The best advice I can give you about pitching is this - brush your tongue as well as your teeth. Because 75% of the microbes which cause bad breath are on the tongue.
And 75% of pitches are about personal chemistry, not about ideas.
I remember when we used to get the intermediaries in to HHCL to talk about pitching. One of them told a very funny story about how a senior female client had said that she fancied “everyone in the room” of the agency which (surprise, surprise) went on to win the pitch.
It was a very funny story for lots of people – but not unfortunately for us, because we’d lost that particular pitch.
Again, I wonder if I’d spent more time in Savile Row and less time in Milletts, how different history might have been.
But as I said last week, if you want sexual chemistry, why not go to a speed-dating event ?
(Although in the case of some people I know, the dating would have to take place at the speed of light for them to pick up any positive responses.)

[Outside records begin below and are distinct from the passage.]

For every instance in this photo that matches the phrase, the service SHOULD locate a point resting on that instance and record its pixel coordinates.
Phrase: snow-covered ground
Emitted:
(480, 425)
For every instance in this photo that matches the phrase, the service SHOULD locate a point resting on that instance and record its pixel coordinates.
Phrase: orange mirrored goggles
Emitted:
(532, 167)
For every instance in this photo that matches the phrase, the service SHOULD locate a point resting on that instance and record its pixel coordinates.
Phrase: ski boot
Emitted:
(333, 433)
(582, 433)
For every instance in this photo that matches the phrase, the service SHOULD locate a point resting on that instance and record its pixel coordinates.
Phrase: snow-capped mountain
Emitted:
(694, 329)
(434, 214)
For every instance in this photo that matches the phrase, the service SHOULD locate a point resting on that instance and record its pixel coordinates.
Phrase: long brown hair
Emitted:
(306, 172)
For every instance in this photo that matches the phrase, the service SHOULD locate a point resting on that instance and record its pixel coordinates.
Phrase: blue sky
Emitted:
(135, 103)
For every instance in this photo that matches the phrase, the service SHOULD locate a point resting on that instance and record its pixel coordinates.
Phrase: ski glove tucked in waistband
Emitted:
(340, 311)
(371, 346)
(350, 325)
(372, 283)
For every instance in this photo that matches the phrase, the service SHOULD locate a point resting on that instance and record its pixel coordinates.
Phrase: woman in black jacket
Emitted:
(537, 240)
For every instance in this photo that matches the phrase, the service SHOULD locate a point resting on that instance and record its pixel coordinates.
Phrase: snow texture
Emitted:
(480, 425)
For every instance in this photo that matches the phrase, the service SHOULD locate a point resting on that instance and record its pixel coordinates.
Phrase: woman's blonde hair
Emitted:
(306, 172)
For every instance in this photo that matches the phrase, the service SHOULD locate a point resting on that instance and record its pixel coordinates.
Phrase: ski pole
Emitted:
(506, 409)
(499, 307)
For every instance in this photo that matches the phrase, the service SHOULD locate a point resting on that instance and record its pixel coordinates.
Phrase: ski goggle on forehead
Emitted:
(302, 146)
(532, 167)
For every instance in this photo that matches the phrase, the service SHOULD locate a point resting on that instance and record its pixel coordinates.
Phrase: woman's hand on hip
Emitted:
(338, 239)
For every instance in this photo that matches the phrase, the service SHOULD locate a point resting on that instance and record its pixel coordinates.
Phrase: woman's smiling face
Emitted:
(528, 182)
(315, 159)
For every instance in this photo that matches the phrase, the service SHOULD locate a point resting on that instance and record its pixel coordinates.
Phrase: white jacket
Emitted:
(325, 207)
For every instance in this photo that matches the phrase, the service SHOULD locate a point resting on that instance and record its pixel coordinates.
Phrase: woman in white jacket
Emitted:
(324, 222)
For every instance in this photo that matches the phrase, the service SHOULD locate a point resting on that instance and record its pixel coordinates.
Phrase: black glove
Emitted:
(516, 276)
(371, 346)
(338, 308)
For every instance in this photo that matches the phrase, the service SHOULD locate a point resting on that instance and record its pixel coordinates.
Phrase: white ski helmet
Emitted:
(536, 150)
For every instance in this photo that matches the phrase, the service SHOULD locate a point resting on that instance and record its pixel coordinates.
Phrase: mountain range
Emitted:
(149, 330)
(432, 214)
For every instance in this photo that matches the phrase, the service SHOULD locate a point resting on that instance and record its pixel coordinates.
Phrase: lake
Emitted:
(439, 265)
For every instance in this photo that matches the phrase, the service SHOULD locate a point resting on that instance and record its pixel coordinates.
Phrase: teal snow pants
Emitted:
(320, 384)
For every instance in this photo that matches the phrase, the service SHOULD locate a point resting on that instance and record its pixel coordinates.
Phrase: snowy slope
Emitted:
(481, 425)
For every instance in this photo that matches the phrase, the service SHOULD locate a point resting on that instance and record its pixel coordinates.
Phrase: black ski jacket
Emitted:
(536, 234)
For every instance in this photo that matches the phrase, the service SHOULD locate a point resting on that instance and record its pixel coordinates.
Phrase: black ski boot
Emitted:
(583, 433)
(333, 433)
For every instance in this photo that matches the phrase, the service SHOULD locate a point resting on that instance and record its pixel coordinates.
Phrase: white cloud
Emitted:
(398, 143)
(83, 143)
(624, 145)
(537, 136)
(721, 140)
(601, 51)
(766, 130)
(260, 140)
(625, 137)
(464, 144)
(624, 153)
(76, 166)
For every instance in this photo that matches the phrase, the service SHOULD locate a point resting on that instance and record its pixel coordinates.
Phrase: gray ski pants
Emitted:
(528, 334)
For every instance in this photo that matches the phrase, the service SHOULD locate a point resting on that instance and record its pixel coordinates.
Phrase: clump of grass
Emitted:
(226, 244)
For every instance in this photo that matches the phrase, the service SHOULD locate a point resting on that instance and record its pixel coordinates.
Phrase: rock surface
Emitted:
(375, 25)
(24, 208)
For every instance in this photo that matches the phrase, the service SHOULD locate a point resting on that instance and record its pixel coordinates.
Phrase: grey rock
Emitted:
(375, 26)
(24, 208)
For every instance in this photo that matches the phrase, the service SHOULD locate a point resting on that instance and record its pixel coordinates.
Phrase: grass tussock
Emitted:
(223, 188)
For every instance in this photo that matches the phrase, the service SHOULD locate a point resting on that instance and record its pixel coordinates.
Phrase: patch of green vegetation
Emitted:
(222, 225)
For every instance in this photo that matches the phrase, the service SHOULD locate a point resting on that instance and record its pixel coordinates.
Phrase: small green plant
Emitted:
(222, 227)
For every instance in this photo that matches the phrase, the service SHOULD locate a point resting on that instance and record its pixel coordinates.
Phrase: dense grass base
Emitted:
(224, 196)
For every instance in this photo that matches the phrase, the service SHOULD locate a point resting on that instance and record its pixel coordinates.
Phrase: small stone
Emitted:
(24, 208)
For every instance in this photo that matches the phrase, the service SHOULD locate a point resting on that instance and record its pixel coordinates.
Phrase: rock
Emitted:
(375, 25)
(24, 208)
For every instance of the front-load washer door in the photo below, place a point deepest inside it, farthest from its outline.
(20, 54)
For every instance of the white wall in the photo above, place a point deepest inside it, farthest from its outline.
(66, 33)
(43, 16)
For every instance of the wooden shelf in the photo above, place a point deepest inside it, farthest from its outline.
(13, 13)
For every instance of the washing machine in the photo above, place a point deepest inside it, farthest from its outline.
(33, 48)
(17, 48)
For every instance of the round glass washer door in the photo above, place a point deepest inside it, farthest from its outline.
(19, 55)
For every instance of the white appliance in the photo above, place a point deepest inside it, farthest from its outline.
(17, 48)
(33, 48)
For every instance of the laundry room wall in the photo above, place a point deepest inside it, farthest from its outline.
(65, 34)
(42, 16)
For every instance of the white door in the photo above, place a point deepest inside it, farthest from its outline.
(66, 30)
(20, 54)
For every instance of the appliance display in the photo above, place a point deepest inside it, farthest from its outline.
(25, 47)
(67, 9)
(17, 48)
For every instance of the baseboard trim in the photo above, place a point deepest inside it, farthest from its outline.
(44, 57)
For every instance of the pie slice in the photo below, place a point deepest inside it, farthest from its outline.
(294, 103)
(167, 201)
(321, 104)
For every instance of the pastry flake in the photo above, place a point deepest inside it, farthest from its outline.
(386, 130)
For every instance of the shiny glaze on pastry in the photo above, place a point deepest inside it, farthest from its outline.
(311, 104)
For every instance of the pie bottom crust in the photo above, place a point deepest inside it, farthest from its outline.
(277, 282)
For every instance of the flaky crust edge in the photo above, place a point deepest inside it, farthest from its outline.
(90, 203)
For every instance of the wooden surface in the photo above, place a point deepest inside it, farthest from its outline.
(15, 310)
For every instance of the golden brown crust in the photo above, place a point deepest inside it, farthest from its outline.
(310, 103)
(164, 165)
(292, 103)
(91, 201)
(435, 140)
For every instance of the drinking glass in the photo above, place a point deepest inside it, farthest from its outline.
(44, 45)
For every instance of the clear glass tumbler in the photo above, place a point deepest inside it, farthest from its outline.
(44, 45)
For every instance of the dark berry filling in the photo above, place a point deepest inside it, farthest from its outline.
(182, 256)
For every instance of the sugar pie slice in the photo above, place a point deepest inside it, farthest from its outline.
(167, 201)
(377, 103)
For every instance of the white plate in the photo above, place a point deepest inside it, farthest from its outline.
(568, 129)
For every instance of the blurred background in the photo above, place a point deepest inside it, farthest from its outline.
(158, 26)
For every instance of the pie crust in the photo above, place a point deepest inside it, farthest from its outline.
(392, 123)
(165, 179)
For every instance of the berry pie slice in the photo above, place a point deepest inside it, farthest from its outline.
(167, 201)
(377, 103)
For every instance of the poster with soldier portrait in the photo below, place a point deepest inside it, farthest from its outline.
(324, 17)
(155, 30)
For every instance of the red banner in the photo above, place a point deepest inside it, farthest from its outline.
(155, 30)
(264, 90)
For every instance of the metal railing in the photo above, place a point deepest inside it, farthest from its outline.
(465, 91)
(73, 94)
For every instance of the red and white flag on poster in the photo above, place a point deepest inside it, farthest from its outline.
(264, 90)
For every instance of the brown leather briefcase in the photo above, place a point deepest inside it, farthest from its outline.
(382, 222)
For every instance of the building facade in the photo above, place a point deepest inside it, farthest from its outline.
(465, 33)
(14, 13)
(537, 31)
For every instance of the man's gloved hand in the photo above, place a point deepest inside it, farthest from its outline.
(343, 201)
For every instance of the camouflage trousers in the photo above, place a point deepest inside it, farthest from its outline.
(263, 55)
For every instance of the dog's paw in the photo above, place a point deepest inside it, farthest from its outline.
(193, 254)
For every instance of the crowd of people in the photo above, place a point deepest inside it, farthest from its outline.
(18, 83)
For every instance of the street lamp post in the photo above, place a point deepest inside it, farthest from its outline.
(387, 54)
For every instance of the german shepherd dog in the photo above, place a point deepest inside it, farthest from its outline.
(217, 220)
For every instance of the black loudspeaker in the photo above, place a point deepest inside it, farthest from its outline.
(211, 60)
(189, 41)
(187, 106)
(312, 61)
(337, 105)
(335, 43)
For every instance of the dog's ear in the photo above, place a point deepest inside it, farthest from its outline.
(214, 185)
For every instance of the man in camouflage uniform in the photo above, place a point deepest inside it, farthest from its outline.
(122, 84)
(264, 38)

Pitches should be about ideas.
But don’t just take my word for it. Alex Bogusky is saying the same thing when he says agencies should be factories, rather than thinking they’re in the service industry.
And then, you have to look at one very important question.
Do you present one idea in the pitch, or several ?
Years ago, I remember writing a column where I criticised Saatchis for winning the Toyota pitch by using spectacular pitch theatre.
Basically, they’d somehow managed to get a Toyota into their Reception area, (by removing the glass from their windows, as I understood it) to create an impressive first impression.
I wrote rather huffily that surely strategic thinking was more important than knowing the phone number of a good glazier.
But the fact is that Simon Dicketts had come up with one of the best lines ever created for a pitch – “The car in front is a Toyota” - so it wasn’t empty theatre.
So, that’s one way of going about it – find a great idea and get 100% behind it.
And, if you’re pitching for Anusol, stick a giant arsehole in Reception.
(You’ve probably got one quite near there already.)
But look at the other option.
Because you could show a whole bunch of ideas – as long as all of them are provocative.
And then you could say – let’s make a few of these, and see what happens.
This is where it gets exciting. And this is what I think agencies should be advocating now.
Because creativity has changed fundamentally.
In bad, traditional agencies, 99% of the planning happens before the work breaks.
You get one script that takes 6 months to get through research, and it’s then put out there for a year or more, gathering dust and boring the pants off people.
In good agencies, at least 50% of the planning happens after the work breaks. Because half the skill of it is in developing and evolving it.
It has to be reactive, adaptive.
And that means being less precious about it all.
A very bright planner called Jon Leach who worked at HHCL was once working on a positioning statement for the agency - and he came up with the phrase “Strong opinions, lightly held”.
At the time I thought – that’s b*llocks, we’re about strong opinions, strongly held. But a minute later I thought - no, he’s right.
Rather proving him right, as it happened.
Because the agency loved to explore radical positions for clients, but we’d very rarely die on a sword for anything.
And I think we’d stumbled onto something very valuable about running work.
By being less precious about it, you can maybe create more value.
Present several ideas. Make several ideas. As I pointed out much later to the Whiskas client, there’s more than one way to skin a cat.
And all I care about is that the client does do something radical – rather than the invisible garbage which makes up 95% of our industry’s output.
When we first developed this multiple-idea approach all those years ago, we had to use research to help us pick the best idea out of several.
But that’s far from ideal – because research is tricky.
In fact, research is like sex.
Good research is very good, but bad research is the worst thing in the world.
It’s also like sex in that it involves one-way mirrors, cheap wine, M&S sausage rolls and some bored-looking women wondering if this is really the best use of their evening.
But these days you can push out several ideas and see which one gets talked about most on the internet – thus involving consumers directly and saving yourself the expense of using conventional research.
Because the one thing we know about conventional research is that it doesn’t work.
All new business launches use conventional research, but about 80% of them fail.